Pumpkin cream soup with herbs and seeds
4 servings
30 minutes
Pumpkin cream soup with herbs and seeds is a refined dish of Italian cuisine that captivates with its velvety taste and delicate aroma. Historically, pumpkin was widely used in Mediterranean cuisine due to its sweet flesh and rich color. This soup is warm and tender, with a hint of ginger's spiciness and creamy softness. Pumpkin seeds add a crunchy texture, while fresh herbs provide notes of freshness and fragrance. It is perfect as a warming lunch on a cool day or as a light dinner that leaves a pleasant aftertaste. Served with crispy bread or cheese croutons that highlight its refined creamy base, each spoonful of this soup offers coziness and harmony, turning the meal into a true gastronomic delight.

1
Let's prepare the necessary ingredients. Peel and dice the pumpkin and potatoes. Chop the onion. Cut the ginger root into large pieces.
- Pumpkin: 400 g
- Potato: 2 pieces
- Sweet red onion: 1 piece
- Ginger root: 1 tablespoon
2
In a thick-bottomed pot, heat vegetable oil, add onion, garlic cloves, and ginger slices. Sauté the onion until translucent. Remove the garlic and ginger.
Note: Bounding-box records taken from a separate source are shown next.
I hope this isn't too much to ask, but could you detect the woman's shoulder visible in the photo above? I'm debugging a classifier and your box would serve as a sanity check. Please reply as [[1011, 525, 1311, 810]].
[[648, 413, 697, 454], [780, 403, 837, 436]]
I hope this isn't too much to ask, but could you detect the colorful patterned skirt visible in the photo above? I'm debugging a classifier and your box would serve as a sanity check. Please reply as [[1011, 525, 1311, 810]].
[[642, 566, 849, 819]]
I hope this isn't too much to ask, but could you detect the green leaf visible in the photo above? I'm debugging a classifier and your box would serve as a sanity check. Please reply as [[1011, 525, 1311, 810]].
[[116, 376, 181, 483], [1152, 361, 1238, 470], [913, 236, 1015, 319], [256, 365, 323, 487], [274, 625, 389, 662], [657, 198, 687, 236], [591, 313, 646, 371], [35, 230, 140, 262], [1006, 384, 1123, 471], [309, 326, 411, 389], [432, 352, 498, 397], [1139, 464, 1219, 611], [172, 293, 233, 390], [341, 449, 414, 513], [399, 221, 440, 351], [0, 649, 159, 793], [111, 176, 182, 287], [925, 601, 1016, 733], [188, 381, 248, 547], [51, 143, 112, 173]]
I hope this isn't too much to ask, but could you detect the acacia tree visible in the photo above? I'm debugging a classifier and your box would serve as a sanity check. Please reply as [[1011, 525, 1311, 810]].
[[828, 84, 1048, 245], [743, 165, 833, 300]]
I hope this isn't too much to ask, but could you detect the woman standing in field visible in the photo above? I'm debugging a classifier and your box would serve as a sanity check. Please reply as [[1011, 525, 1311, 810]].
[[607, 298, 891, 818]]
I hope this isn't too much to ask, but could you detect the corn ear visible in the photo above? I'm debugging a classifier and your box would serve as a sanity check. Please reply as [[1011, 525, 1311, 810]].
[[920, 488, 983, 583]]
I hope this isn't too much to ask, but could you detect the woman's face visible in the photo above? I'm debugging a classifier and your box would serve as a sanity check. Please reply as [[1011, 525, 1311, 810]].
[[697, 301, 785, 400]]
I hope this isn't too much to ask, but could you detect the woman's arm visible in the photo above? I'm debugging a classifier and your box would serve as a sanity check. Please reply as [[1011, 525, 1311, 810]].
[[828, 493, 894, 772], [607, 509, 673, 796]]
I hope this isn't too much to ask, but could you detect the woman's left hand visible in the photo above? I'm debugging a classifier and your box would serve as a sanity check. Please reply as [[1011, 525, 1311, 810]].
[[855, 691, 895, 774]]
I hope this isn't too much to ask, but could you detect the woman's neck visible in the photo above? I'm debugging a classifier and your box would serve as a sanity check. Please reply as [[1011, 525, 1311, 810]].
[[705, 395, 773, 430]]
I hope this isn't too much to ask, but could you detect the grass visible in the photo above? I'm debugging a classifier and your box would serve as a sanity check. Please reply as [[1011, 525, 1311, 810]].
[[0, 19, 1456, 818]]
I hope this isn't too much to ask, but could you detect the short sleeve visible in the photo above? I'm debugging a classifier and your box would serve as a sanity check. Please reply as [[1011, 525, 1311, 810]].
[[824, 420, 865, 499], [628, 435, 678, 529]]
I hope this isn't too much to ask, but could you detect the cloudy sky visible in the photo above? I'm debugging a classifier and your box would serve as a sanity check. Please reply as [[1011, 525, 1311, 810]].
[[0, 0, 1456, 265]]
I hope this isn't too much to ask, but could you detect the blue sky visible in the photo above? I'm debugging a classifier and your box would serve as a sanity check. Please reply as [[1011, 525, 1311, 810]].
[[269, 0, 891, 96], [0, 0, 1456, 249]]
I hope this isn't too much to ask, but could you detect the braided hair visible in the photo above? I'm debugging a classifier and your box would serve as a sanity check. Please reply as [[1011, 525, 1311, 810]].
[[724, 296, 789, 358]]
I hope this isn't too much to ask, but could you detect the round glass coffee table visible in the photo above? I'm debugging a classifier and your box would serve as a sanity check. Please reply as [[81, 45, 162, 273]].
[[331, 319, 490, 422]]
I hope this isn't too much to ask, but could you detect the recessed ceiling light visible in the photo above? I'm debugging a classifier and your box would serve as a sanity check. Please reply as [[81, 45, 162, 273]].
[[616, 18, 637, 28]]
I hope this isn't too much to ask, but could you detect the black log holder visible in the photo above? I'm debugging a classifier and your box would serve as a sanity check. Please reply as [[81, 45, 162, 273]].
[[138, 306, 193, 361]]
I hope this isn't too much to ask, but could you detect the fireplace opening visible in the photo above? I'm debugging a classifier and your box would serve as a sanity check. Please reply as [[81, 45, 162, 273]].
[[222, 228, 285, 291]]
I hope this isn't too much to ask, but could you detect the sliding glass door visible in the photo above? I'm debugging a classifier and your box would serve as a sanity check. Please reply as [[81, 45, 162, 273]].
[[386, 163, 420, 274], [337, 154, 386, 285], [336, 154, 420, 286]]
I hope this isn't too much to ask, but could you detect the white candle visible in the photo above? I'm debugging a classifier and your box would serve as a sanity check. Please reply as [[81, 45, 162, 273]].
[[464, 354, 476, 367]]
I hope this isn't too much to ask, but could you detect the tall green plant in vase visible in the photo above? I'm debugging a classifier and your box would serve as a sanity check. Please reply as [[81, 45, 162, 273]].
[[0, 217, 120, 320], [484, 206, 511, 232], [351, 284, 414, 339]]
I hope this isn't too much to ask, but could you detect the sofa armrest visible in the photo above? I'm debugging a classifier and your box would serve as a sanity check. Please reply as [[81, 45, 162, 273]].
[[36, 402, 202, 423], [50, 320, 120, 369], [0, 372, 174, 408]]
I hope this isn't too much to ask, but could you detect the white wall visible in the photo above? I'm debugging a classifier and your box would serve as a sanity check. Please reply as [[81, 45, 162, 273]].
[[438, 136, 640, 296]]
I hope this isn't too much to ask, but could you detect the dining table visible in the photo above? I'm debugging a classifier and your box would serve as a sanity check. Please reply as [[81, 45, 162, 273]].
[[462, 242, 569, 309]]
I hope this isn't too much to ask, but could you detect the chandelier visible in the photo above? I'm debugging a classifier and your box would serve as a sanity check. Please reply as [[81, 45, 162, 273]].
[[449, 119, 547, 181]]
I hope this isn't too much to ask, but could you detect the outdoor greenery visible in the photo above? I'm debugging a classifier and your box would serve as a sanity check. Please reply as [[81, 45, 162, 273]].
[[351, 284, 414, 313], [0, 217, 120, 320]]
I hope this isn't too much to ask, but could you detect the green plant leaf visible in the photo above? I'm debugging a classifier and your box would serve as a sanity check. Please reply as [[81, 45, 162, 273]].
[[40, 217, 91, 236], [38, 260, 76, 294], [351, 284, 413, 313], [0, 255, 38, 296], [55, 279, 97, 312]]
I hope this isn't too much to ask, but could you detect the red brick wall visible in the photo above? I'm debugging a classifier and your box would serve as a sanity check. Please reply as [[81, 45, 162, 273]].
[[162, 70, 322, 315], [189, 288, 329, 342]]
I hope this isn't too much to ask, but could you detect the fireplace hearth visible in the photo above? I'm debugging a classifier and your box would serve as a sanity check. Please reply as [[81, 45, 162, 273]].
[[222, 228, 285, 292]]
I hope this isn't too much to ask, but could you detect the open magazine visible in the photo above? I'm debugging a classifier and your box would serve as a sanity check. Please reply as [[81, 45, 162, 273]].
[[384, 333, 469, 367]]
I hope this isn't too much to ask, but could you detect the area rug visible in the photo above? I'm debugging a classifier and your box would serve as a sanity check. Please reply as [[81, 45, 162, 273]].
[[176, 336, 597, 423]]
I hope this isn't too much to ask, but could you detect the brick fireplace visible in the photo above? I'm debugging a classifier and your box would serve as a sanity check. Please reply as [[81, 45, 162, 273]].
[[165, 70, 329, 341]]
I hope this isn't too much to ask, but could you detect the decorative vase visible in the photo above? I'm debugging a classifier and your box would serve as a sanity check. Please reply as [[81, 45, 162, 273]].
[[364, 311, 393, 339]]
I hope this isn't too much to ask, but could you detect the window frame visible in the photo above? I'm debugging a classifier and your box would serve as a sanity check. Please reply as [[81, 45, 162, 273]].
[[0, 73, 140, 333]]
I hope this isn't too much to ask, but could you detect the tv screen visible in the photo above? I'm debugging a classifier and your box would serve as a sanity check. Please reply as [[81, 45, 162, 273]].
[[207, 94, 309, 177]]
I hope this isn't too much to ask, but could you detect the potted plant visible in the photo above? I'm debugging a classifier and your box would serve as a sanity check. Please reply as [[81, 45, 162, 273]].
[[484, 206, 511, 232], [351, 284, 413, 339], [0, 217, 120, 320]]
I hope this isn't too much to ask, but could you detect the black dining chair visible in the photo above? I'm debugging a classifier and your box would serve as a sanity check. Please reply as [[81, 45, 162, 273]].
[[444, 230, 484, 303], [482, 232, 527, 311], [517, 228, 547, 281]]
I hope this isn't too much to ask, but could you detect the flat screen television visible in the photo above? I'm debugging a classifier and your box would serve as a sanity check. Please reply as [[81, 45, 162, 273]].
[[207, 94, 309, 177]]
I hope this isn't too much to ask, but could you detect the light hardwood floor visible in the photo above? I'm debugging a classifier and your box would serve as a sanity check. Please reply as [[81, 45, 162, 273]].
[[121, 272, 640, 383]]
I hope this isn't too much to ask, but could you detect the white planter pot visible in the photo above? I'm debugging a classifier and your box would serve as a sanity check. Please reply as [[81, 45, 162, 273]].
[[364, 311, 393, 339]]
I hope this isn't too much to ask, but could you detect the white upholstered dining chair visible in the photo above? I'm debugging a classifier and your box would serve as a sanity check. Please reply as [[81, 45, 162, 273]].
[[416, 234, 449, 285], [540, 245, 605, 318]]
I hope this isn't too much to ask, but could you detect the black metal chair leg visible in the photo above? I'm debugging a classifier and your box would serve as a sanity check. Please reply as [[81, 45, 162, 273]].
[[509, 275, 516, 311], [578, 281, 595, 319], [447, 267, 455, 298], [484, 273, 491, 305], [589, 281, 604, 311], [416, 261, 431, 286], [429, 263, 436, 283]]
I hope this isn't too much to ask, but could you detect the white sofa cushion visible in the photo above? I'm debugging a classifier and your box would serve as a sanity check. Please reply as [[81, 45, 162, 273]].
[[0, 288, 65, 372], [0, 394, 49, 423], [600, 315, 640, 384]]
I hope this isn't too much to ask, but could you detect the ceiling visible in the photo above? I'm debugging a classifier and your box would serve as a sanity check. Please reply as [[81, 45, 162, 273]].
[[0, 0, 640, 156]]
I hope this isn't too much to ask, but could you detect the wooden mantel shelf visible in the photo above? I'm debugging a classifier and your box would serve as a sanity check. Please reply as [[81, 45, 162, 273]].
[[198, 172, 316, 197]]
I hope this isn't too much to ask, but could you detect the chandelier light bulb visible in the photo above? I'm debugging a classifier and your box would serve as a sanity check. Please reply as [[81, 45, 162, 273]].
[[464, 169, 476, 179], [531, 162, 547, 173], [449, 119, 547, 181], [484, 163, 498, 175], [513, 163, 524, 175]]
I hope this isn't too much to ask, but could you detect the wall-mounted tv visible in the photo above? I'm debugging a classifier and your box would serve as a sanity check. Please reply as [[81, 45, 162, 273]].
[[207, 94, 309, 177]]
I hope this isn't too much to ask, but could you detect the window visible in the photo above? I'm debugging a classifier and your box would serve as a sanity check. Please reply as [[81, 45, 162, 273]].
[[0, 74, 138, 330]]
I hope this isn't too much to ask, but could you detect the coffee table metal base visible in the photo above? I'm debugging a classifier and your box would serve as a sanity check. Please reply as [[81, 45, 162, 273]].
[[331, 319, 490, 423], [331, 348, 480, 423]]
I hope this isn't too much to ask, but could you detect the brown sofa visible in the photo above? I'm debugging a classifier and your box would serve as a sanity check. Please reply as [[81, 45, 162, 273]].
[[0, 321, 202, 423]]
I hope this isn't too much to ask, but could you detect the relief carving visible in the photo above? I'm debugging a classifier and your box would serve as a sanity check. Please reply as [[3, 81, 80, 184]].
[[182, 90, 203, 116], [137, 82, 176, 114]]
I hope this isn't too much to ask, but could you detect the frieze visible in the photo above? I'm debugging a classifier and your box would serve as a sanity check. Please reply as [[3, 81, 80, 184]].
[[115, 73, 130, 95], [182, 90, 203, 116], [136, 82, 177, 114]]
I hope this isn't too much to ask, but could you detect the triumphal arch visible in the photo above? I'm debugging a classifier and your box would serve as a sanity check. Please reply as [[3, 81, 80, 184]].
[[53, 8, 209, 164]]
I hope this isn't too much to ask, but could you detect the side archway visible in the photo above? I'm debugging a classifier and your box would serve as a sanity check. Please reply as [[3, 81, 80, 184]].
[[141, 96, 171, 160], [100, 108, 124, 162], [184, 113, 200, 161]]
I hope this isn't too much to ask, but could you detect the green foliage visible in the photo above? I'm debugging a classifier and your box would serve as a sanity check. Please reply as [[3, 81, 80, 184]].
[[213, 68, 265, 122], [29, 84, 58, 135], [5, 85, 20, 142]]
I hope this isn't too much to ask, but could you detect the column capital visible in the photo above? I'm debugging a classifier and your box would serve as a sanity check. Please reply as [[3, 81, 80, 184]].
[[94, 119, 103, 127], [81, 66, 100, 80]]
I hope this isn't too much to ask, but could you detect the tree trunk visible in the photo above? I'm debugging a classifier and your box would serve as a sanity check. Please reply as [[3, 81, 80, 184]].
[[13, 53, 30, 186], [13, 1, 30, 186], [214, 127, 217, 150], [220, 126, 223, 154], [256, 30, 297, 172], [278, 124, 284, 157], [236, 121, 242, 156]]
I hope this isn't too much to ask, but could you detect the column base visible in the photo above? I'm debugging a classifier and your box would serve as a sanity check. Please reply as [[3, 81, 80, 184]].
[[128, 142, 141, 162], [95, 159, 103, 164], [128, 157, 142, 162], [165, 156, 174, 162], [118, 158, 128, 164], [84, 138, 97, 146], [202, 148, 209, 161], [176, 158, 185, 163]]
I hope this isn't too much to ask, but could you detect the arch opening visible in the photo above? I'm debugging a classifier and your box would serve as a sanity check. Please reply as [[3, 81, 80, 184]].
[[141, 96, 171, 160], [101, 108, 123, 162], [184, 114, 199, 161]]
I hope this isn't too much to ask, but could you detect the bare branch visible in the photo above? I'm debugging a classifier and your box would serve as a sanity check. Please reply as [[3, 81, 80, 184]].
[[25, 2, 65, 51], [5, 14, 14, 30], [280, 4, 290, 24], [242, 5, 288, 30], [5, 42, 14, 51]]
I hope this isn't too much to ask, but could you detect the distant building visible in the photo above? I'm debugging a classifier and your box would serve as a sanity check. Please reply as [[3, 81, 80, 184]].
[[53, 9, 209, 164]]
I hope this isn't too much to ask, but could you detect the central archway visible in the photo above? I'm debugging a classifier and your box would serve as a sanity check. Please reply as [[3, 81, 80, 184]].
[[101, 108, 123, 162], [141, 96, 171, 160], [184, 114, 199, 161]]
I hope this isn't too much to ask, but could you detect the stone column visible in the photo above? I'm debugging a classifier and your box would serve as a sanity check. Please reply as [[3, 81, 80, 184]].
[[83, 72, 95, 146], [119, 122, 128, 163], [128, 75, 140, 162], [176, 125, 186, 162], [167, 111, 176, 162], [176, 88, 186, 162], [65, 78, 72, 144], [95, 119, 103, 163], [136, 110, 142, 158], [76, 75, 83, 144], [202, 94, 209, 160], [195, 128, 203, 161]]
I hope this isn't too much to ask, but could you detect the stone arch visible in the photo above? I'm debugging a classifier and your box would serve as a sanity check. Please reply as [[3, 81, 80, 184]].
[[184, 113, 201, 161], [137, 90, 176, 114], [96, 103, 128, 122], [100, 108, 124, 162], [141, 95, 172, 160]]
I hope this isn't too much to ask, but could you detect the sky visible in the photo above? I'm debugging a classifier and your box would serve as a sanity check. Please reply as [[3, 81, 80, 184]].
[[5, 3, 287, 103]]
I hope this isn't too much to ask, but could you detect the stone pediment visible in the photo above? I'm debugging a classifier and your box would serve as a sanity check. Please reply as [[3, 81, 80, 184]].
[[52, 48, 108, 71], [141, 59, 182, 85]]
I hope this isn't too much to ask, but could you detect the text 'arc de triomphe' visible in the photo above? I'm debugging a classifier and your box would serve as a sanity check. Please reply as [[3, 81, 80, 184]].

- Sweet red onion: 1 piece
- Garlic: 2 cloves
- Ginger root: 1 tablespoon
3
Add pumpkin to the onion. Sauté over medium heat until half-cooked. Add 1.5 liters of clean water or meat broth. Cook until the pumpkin is soft, then add potatoes. Cook the soup until the potatoes are done.
- Pumpkin: 400 g
- Water: 1.5 l
- Potato: 2 pieces
4
Once the vegetables are cooked, remove the pot from the heat and let it cool slightly. Blend until a smooth soup consistency is achieved.
5
Put it back on the heat, adding salt and pepper. Cook for a few minutes without bringing to a boil, then turn off the heat and add cream.
- Salt: to taste
- Ground black pepper: to taste
- Cream 20%: 250 ml
6
Add fresh herbs and pumpkin seeds when serving.